I took out Holden’s cell and scrolled the contacts until I found Xamien. It did a half ring before he answered. “Holden?”
“Jasper.”
“Max okay?”
“She’s safe. For now.”
Xamien was quiet, but I could hear the tension in his breathing.
“Waleron with you?”
“Yeah and Balen. We’ve picked up the trail not far from you. The vampires who came to the airport are headed in your direction. You sure she’s safe there? We should catch up to them before they get close but—”
“Can you get away from him?” I didn’t need Waleron overhearing the conversation and Xamien was going to erupt the moment I told him.
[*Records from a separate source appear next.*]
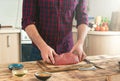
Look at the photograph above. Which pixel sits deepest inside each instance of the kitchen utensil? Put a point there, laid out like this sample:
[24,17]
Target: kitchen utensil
[54,68]
[89,62]
[15,66]
[19,72]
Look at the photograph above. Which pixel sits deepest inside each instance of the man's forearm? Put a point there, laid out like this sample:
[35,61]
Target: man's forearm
[34,36]
[82,33]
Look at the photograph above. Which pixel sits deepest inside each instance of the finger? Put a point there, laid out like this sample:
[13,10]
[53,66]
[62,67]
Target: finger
[83,56]
[72,50]
[51,58]
[46,59]
[54,53]
[80,56]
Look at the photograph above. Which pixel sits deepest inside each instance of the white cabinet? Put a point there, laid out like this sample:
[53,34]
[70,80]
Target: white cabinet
[98,43]
[9,47]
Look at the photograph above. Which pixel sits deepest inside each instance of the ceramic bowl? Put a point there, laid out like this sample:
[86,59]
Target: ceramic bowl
[15,66]
[43,75]
[19,72]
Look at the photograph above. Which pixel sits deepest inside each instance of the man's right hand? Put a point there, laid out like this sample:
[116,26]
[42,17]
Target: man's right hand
[48,54]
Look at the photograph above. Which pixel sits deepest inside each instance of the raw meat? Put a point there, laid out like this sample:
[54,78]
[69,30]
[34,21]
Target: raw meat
[66,59]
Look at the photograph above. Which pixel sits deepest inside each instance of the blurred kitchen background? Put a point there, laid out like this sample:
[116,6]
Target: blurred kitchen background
[15,45]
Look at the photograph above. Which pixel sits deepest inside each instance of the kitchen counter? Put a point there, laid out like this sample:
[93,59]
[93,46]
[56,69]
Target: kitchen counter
[100,32]
[9,30]
[109,73]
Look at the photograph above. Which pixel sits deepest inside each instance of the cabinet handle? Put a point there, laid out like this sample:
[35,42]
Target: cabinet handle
[8,44]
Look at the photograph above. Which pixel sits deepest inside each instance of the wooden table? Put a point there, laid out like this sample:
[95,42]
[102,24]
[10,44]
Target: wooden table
[109,73]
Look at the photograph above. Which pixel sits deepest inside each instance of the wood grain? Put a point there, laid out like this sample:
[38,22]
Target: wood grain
[110,73]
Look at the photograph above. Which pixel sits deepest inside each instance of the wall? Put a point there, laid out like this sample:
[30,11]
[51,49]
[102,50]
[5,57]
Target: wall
[11,10]
[103,7]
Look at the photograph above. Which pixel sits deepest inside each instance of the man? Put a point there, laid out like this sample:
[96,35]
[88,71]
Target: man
[49,25]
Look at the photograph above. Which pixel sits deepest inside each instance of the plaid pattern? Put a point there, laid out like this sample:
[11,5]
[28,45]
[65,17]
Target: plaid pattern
[53,19]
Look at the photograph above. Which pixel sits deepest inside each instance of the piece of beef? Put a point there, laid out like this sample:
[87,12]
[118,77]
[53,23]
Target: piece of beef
[66,59]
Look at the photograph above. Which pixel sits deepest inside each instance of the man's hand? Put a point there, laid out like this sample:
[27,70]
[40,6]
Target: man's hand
[48,54]
[78,49]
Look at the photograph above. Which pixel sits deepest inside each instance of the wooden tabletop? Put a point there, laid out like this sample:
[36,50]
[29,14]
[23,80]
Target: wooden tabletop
[109,73]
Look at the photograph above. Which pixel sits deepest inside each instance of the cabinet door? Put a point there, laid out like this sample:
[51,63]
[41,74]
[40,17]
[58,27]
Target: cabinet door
[9,48]
[103,44]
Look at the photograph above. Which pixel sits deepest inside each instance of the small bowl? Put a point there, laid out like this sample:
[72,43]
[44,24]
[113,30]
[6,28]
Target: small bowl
[15,66]
[19,72]
[43,75]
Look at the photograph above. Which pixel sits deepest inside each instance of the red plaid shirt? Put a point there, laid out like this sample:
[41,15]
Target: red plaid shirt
[53,19]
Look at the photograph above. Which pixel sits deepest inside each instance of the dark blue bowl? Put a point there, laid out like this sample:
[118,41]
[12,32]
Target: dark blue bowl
[15,66]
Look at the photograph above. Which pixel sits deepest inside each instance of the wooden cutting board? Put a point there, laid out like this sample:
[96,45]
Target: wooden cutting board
[55,68]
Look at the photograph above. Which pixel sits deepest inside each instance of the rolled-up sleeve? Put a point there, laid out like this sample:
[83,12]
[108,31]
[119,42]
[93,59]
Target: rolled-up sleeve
[28,12]
[81,13]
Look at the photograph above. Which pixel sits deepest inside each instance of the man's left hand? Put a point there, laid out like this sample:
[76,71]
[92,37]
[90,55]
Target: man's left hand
[78,49]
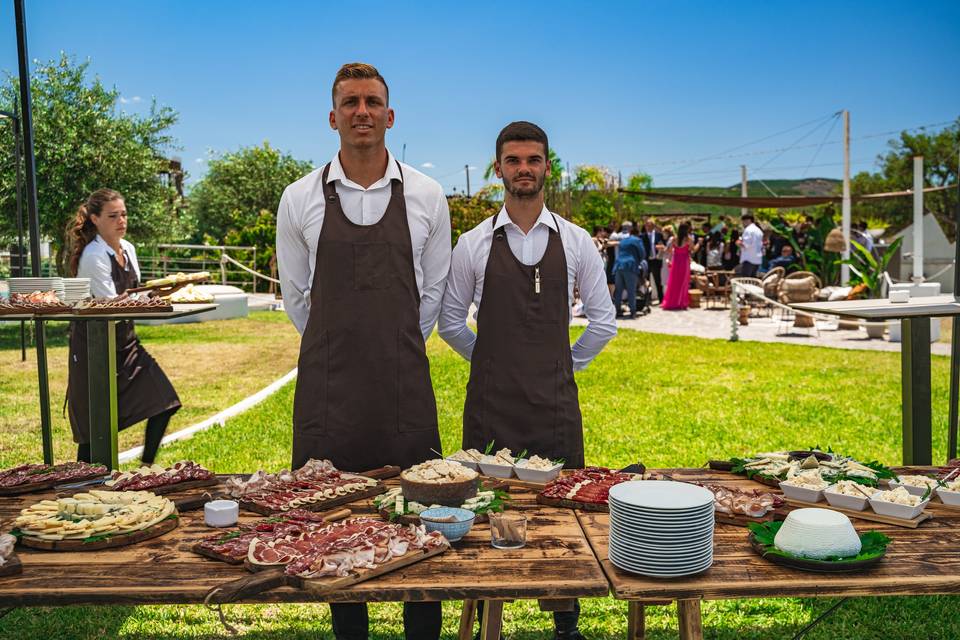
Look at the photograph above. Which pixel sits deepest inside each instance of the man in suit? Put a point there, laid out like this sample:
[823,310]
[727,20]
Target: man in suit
[653,243]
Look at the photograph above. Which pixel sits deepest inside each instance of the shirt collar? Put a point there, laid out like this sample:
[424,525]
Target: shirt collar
[546,218]
[336,173]
[105,246]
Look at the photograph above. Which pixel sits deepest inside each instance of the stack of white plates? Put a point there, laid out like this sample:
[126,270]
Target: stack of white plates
[661,528]
[76,289]
[29,285]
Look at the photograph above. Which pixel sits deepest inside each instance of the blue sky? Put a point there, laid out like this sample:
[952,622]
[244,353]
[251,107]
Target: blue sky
[628,85]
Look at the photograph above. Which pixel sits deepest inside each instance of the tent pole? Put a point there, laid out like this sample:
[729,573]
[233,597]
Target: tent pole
[34,219]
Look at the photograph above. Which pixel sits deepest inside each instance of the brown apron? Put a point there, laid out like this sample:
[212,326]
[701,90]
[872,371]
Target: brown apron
[364,397]
[521,392]
[143,390]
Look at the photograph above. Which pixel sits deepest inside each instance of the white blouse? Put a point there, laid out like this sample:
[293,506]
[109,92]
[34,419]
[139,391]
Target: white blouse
[95,264]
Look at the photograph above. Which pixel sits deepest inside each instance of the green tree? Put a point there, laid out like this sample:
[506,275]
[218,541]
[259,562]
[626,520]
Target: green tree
[239,186]
[83,142]
[634,204]
[939,150]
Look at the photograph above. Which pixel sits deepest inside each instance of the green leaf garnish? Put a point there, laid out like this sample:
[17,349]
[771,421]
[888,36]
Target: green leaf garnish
[873,544]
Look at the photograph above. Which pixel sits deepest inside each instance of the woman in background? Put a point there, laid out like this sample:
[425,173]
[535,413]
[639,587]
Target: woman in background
[677,294]
[99,252]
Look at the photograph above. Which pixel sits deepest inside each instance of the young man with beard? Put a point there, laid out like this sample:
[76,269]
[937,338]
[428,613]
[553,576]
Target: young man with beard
[519,267]
[363,246]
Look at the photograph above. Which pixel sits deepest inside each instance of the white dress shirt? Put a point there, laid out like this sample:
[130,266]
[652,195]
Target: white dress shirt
[752,249]
[95,264]
[300,219]
[584,268]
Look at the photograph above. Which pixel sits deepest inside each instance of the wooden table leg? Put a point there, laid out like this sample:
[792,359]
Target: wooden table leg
[102,391]
[492,621]
[636,622]
[915,383]
[467,615]
[688,614]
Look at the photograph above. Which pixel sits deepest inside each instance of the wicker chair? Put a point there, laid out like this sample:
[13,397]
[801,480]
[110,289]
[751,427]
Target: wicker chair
[756,285]
[799,286]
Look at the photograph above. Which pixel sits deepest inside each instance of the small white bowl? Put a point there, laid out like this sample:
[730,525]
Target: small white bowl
[221,513]
[843,501]
[537,475]
[469,464]
[496,470]
[802,494]
[912,490]
[949,497]
[895,510]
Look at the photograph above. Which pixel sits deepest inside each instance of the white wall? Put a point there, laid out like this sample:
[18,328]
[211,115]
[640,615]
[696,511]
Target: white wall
[938,252]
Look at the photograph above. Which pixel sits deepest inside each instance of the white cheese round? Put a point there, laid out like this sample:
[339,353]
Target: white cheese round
[817,534]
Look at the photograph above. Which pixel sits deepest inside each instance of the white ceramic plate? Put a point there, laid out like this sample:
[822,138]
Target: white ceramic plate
[663,495]
[906,512]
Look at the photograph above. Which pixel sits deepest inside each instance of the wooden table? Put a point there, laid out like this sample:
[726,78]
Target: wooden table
[102,374]
[919,561]
[557,564]
[914,362]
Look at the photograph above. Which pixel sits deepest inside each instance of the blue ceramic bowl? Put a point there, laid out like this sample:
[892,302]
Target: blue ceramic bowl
[452,531]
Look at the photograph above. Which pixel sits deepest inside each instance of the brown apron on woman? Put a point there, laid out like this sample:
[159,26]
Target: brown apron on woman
[521,393]
[143,389]
[364,397]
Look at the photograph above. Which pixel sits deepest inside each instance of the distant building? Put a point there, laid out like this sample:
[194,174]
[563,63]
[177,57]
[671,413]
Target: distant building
[938,254]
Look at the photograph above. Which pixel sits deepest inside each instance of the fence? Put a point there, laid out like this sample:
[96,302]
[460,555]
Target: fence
[227,262]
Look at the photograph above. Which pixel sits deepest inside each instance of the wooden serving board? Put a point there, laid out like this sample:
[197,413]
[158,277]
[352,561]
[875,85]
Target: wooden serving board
[41,486]
[742,520]
[339,514]
[866,514]
[369,492]
[164,526]
[273,577]
[572,504]
[173,488]
[12,567]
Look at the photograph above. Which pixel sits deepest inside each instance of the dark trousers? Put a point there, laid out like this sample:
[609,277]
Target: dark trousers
[625,280]
[655,267]
[564,622]
[748,269]
[421,620]
[156,427]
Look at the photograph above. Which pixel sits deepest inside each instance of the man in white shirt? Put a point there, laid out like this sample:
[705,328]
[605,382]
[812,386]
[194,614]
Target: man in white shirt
[363,247]
[519,267]
[751,247]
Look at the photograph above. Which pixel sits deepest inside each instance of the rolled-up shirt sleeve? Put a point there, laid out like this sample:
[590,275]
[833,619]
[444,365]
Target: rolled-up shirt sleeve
[97,267]
[461,284]
[435,263]
[597,304]
[293,263]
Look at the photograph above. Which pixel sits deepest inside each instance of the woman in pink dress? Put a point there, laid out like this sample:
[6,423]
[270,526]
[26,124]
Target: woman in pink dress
[676,296]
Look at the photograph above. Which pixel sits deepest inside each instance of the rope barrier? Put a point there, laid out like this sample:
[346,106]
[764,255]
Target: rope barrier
[225,258]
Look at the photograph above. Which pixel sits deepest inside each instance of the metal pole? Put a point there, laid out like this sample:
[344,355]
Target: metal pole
[34,219]
[918,218]
[743,187]
[952,425]
[845,269]
[14,119]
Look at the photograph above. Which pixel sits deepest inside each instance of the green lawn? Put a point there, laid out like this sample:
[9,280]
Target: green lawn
[668,401]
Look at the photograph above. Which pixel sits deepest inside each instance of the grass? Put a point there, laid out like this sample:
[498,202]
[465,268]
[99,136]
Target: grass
[212,366]
[669,401]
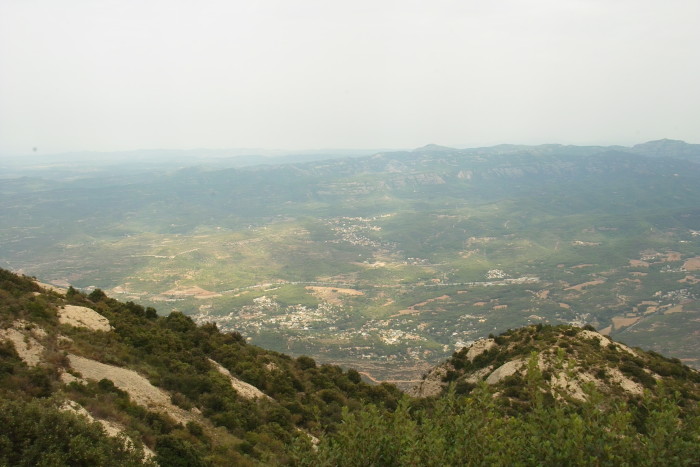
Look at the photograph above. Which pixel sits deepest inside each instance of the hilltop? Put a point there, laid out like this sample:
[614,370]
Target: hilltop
[88,380]
[568,359]
[162,384]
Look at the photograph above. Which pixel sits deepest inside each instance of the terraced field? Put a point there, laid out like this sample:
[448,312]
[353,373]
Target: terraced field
[387,263]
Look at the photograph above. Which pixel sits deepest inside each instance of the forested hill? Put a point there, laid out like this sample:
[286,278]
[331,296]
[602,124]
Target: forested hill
[88,380]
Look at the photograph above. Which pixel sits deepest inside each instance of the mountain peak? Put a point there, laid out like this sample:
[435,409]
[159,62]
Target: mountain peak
[434,148]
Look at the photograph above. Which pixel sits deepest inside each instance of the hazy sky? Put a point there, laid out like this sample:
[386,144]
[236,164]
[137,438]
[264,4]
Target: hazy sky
[118,75]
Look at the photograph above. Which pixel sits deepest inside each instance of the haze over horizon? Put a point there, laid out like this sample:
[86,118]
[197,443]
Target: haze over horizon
[116,76]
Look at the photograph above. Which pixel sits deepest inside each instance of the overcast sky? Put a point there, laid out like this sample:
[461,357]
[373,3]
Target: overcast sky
[303,74]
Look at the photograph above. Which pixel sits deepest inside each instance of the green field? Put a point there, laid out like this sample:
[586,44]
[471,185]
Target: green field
[387,263]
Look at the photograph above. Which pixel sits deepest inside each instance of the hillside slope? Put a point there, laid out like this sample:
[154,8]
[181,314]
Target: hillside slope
[87,380]
[177,390]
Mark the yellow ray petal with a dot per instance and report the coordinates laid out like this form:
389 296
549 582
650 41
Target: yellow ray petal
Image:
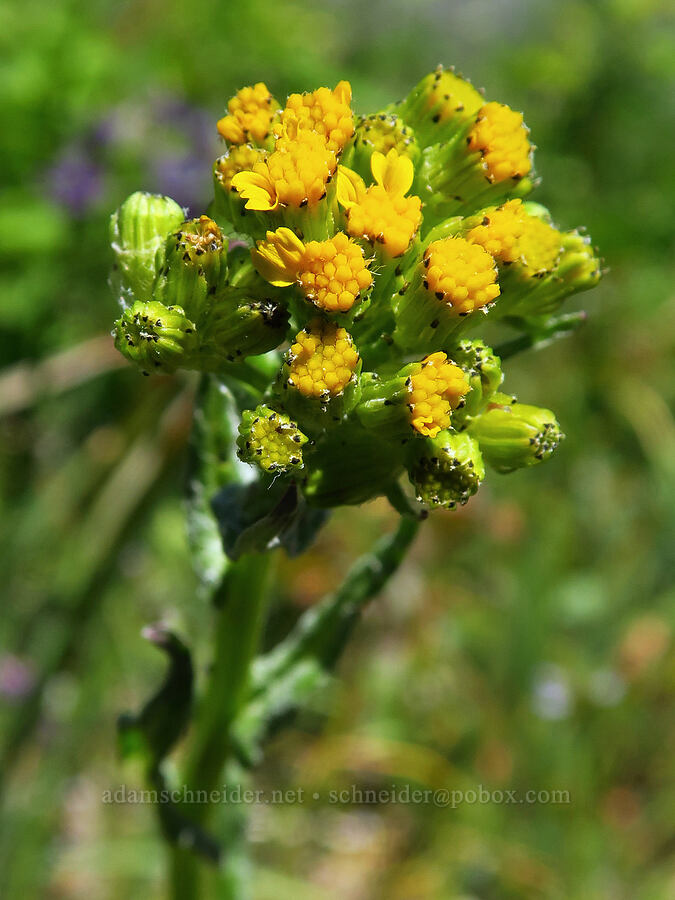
343 92
278 258
395 173
257 189
350 187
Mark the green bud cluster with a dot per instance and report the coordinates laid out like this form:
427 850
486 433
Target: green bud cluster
447 470
157 338
338 282
514 435
270 440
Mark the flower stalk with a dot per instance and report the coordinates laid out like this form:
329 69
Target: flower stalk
330 296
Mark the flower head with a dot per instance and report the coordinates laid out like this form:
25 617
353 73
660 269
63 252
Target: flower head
435 390
382 213
325 112
322 360
270 439
511 234
237 159
250 115
501 137
156 337
460 274
512 435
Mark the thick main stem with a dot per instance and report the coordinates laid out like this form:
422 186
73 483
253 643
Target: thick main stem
240 605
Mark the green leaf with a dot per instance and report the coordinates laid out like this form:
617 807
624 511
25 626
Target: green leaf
539 331
291 674
266 513
153 732
213 464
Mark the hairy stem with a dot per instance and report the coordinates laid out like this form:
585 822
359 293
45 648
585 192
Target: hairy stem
240 604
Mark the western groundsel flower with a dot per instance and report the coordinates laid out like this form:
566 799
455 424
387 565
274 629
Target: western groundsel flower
367 251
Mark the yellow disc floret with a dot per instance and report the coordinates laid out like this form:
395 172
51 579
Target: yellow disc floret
296 173
449 95
237 159
334 273
383 133
510 234
250 114
326 112
322 360
382 214
435 390
501 137
460 274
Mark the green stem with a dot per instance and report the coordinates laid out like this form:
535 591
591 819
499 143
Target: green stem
240 605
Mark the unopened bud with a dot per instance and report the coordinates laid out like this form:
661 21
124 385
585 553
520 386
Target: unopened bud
447 470
138 231
515 435
379 133
234 329
440 105
156 337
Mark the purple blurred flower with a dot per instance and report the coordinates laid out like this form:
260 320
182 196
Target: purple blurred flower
17 677
75 181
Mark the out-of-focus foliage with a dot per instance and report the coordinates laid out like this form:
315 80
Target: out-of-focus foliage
527 643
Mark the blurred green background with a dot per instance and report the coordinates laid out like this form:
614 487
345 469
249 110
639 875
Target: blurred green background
527 643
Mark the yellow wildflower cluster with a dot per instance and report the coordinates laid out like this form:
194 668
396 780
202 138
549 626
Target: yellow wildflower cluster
501 137
460 274
382 214
324 112
435 390
237 159
511 235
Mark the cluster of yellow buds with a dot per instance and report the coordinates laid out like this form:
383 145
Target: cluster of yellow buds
340 275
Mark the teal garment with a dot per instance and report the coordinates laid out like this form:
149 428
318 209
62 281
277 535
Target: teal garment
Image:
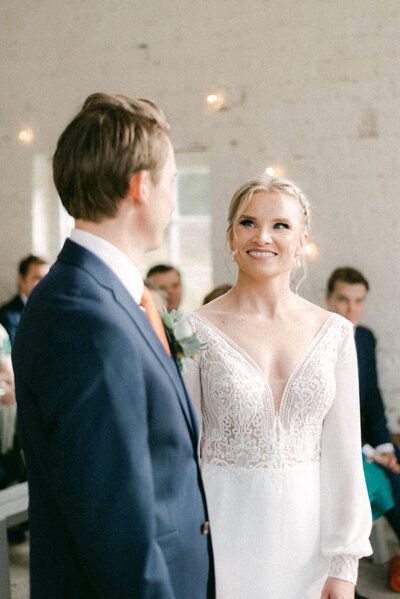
379 489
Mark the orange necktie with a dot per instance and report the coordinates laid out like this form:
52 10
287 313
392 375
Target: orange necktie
155 319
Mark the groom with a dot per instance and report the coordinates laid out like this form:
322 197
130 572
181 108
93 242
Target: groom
117 507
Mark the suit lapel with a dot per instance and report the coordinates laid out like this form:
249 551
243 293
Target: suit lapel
73 253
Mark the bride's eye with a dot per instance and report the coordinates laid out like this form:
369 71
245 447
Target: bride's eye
246 222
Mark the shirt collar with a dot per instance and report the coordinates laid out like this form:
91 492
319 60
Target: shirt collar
116 260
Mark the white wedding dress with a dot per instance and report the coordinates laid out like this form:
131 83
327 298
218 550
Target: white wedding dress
286 493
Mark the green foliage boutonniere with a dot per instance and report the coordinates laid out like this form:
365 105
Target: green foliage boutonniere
185 342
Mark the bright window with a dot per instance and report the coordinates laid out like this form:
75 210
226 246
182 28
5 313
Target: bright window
187 240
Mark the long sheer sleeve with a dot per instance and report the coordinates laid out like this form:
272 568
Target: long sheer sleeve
345 509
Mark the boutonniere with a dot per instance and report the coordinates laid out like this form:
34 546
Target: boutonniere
185 342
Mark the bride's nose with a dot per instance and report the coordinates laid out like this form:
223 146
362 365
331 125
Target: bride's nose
263 236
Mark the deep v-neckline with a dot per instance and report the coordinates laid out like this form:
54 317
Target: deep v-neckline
302 359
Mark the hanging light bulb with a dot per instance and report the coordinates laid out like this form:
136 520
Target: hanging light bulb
26 135
216 100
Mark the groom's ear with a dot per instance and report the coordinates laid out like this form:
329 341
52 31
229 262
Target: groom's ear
139 187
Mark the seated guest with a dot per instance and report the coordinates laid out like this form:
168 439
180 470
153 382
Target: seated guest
346 294
168 279
7 404
30 271
157 294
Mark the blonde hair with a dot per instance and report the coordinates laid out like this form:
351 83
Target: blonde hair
243 196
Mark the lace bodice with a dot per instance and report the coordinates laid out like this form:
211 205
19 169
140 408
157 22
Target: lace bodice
241 427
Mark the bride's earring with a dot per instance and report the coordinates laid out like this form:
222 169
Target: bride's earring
232 254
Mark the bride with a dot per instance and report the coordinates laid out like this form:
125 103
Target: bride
277 395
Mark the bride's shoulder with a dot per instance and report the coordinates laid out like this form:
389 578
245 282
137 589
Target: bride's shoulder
314 312
321 316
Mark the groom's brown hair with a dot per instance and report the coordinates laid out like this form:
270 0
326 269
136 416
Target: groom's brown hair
109 140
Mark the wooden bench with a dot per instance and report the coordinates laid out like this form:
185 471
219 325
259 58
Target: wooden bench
13 510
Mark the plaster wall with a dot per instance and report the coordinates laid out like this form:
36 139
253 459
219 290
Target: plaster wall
312 87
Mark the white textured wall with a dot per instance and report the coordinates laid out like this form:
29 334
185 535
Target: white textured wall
312 86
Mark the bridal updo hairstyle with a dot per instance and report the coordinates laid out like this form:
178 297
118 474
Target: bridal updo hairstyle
242 198
108 141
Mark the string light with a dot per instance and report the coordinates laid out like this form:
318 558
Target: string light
216 100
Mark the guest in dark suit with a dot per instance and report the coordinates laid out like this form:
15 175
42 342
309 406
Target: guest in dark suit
346 294
31 270
117 507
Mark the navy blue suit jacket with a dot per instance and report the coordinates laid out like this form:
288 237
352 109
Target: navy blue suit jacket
110 438
10 313
373 421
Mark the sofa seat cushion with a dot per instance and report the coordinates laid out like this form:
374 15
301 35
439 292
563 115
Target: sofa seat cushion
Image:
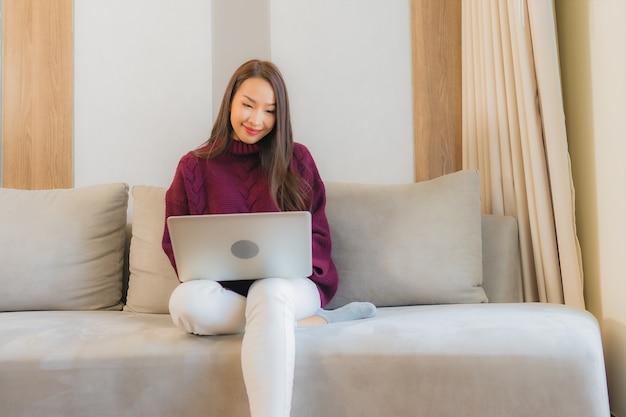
436 360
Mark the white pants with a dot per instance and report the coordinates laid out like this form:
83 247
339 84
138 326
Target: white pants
267 316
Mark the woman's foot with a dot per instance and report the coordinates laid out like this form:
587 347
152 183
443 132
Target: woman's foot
352 311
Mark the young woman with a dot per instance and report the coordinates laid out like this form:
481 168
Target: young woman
251 164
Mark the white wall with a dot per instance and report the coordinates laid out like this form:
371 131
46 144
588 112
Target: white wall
144 74
142 87
593 59
347 65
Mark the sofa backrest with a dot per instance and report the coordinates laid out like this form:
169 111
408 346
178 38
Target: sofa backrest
502 273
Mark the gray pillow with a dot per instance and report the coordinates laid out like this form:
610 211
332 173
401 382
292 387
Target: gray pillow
62 249
152 278
408 244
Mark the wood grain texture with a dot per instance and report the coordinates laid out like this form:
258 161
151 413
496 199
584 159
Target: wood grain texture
37 88
436 60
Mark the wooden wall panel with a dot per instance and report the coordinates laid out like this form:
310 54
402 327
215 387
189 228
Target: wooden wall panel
436 58
37 94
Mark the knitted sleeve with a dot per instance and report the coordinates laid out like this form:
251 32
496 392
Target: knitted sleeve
324 271
186 195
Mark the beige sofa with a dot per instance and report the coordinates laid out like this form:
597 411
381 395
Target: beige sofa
79 337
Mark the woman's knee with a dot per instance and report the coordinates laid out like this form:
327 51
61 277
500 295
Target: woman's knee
205 308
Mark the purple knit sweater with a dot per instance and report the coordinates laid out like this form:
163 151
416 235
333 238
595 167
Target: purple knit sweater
234 182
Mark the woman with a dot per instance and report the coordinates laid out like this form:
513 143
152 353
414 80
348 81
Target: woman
251 164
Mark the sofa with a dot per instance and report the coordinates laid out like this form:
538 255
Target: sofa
85 330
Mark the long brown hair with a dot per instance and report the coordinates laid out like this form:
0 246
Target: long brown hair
276 149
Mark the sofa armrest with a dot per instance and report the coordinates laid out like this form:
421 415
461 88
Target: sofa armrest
502 273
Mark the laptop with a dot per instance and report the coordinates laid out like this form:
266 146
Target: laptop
226 247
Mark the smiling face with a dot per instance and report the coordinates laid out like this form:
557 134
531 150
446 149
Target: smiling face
253 110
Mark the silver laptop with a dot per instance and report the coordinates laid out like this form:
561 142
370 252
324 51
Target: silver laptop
226 247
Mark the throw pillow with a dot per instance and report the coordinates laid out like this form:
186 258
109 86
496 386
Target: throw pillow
62 249
408 244
152 278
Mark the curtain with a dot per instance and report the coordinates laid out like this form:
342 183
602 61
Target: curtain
514 134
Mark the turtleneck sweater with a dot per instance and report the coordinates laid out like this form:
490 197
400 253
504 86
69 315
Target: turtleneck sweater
235 182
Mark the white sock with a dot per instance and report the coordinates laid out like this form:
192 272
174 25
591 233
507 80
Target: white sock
352 311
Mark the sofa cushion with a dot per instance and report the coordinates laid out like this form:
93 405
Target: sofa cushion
62 249
152 278
408 244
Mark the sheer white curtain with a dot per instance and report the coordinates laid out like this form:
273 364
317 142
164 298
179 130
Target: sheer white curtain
514 134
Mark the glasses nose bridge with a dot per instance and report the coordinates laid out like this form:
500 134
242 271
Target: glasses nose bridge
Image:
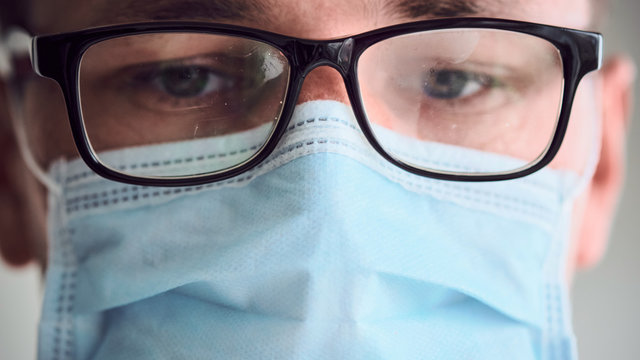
335 54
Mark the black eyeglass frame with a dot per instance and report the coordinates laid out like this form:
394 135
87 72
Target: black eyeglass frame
59 56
Xamien paused, obviously already suspicious that something was going down. “Who?”
“Waleron. And you need to keep your shit together.”
“What the fuck, Jasper?” I heard the denim of his jeans as he walked. He must have put his hand over the phone as his voice became muffled as he said, “Waleron, give me five . . .” then it was clear again, “tell me.”
“I was hired to protect Max, but if things went bad and there was a chance he’d take her . . . I was hired to kill her. I didn’t know it was Drake at the time—”
“You’re dead.” Xamien’s low tone was menacing and I could tell he was barely holding on. Any second he’d hang up on me and then . . . then he’d hunt me.